In an highly-emotional game where everything and anything’s a chance to gain a critical edge, perhaps there is no greater motivation for a Michigan team rallying around its embattled coach.

“I don’t know the locker room, but if they do like the coach and how he operates, then yeah they are gonna be out there playing for him and helping him keep his job there,” senior tight end Jeff Heuerman said.

Whether or not it makes a difference for the 20-point underdogs?

“But then, it could be the opposite. Maybe they just don’t care. You just really don’t know. It’s all kind of the mindset of the players and how they think the whole program is run with the head coach. Which I don’t know. They can use it a few different ways.”

In July, Michigan’s senior captains defended Hoke at Big Ten Media Days in Chicago.
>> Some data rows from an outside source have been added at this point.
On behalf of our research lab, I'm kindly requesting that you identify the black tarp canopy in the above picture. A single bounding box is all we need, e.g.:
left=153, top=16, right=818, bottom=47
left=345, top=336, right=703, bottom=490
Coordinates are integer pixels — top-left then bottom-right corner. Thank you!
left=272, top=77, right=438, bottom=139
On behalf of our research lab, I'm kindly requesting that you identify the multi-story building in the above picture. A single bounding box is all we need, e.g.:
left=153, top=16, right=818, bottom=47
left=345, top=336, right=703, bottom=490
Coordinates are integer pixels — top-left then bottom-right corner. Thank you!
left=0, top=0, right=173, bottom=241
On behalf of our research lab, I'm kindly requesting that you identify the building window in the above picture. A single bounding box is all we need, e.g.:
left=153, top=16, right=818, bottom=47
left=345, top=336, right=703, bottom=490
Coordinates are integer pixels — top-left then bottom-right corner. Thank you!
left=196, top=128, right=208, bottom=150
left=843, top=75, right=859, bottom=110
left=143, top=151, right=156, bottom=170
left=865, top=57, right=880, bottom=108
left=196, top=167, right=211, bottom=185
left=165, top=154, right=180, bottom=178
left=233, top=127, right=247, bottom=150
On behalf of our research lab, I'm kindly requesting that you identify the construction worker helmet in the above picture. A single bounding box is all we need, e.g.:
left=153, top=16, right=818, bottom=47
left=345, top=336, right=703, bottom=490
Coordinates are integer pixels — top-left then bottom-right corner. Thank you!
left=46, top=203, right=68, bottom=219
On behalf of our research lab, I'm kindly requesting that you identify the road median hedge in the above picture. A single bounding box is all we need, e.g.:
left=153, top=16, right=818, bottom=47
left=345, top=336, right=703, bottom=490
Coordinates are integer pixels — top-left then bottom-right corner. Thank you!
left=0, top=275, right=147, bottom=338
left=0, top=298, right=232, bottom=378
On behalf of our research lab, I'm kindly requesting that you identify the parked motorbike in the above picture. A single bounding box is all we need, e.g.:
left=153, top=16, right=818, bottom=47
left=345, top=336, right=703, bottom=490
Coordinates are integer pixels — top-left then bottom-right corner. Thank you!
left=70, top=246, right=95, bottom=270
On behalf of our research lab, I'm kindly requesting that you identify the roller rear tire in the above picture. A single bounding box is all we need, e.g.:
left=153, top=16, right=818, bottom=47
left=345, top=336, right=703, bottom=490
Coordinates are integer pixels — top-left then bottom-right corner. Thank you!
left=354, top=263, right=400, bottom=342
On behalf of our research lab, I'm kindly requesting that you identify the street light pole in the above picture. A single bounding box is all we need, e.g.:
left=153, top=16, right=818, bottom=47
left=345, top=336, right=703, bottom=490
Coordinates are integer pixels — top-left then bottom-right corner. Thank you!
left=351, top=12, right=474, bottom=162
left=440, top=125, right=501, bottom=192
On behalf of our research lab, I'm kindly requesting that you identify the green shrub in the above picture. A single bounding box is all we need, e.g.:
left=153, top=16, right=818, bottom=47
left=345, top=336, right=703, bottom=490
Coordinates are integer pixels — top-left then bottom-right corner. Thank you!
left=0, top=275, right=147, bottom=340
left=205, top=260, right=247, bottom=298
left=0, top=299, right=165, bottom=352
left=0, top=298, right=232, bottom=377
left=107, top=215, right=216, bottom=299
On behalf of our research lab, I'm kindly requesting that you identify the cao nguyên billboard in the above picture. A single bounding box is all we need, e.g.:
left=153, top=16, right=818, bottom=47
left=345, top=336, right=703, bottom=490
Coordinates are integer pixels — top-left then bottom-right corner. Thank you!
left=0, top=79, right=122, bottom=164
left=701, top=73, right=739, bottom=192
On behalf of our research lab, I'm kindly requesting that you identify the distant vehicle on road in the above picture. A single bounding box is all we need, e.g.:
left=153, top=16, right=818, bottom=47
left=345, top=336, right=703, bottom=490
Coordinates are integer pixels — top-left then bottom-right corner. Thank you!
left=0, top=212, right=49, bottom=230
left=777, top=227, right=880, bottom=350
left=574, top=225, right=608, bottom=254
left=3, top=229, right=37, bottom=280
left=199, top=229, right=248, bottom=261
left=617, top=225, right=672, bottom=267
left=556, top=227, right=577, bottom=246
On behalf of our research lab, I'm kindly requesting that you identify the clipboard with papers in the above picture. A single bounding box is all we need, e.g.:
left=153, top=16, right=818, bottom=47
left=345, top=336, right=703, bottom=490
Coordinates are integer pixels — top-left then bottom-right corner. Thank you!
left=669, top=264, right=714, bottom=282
“Coach Hoke is the greatest coach I’ve ever been with,” fifth-year senior linebacker Jake Ryan told MLive.com. “He’s hard-nosed, he knows what he’s doing and he’s a tough guy. I love him.”

Added senior quarterback Devin Gardner: “Everybody's going to say whatever they want to say. My job is to make sure he's not on the hot seat, and that's what I'm going to do. I'm going to make sure we win football games.”

This late in the season, that’s a pledge that’s too little and too late.

But Saturday’s a chance for Michigan to send Hoke out as a winner in a game that defines the team’s who play in it forever. Motivation doesn't get much greater than that.